I’d have to find someplace unpopulated in both worlds before I could cross over. And I’d have to find that place without being eaten, captured, or ritualistically dismembered by any of the Netherworld natives.

No problem. The last time I’d been in the Netherworld version of my high school—less than a monthbefore—it had been completely unpopulated. Surely I could just jog down the hall and around the corner, into the nearest supply closet, then scream my way back into my own world, completely unnoticed by the Nether-freaks.

Taking deep, slow breaths to control my racing pulse, I stood and walked silently to the classroom door, only feet from Mrs. Brown’s unoccupied desk. Fingers crossed against surprises, I twisted the knob, pulled open the door—wincing at the creak—then stepped into the doorway.

And froze in terror.

The walls were red. And they were moving.

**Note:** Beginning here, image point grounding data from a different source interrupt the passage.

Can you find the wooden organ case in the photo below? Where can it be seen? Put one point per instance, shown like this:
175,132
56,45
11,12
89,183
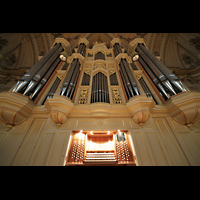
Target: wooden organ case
100,148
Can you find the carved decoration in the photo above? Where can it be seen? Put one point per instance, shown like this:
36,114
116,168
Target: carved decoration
195,42
83,96
116,96
3,42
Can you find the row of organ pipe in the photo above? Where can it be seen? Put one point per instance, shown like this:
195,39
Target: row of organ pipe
35,79
99,55
100,89
117,49
69,83
165,81
129,81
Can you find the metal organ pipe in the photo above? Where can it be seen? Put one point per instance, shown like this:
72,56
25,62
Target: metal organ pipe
70,80
45,78
162,77
35,80
171,77
100,89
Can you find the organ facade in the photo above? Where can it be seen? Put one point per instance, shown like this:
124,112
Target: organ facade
99,106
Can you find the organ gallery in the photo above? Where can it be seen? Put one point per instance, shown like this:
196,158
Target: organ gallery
99,105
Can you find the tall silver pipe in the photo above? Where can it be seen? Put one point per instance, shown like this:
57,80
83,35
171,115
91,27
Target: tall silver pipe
29,75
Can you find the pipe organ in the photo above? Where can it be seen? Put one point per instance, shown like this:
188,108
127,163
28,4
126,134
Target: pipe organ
91,95
100,89
165,81
35,79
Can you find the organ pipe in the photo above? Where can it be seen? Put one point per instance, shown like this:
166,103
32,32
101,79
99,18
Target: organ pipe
37,71
100,89
162,77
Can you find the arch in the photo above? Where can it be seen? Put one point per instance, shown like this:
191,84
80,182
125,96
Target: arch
100,92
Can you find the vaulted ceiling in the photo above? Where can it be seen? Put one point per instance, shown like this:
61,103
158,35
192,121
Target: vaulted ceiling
21,50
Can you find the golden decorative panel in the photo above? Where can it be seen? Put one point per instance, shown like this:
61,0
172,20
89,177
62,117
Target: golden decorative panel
114,123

It took one long, terrifying moment for me to understand what I was seeing, but understanding only made it worse. The walls themselves weren’t red. I couldn’t tell what color they were because they were covered—completely obscured—with thick red vines, pulsing, coiling, constantly twisting in one huge tangle.

My hands clenched around the door frame and three of my fingernails snapped off at the quick. Panic tightened my chest, constricting my lungs. I couldn’t breathe. I couldn’t move. I could only stare in horror so profound it swallowed the rest of me whole.

Some sections of the vine were as thin as a pencil, others as thick as my bicep. The larger sections were striated with every possible shade from dried-blood red to a softer, watercolor cherry, like thinned paint. The ends of the vines, very fine and limber, sported needle-thin thorns and sharply variegated leaves, greenish in the center, bleeding to maroon on the edges.

I gasped, then clasped one hand over my mouth. I knew those leaves.

Crimson Creeper.

The entire hallway was crawling with it. A few months before, I’d been pricked by several thorns from an infant vine growing through cracked concrete, and that had been enough to nearly kill me. What clung to walls and lockers now was probably enough to take out half of Dallas.

As I stood frozen, staring, trying to overcome fear too thick to breathe through, something brushed my right index finger. I jerked my hand away from the door frame and turned to see a thin cord of vine slowly slithering down the metal jamb, leaves the size of half-dollars reaching for me like petals toward the sun.

I swallowed a startled shout and stumbled away from the door—and into the hall. Too late, I realized my mistake, but when I turned back toward the classroom, I found that one curious vine stretching across the opening at waist height, blocking my entrance. Deliberately.

Sparing one moment for a string of silent curses—most aimed at Sabine—I stepped carefully into the center of the hallway. There was no turning back now.

I walked slowly, eyes peeled for reaching vines, while soft, dry slithering sounds accompanied my whispered footsteps. A thicker vine slid toward my right foot. Skin crawling, I backed out of the way—only to step on a small tangle of leaves and thorns.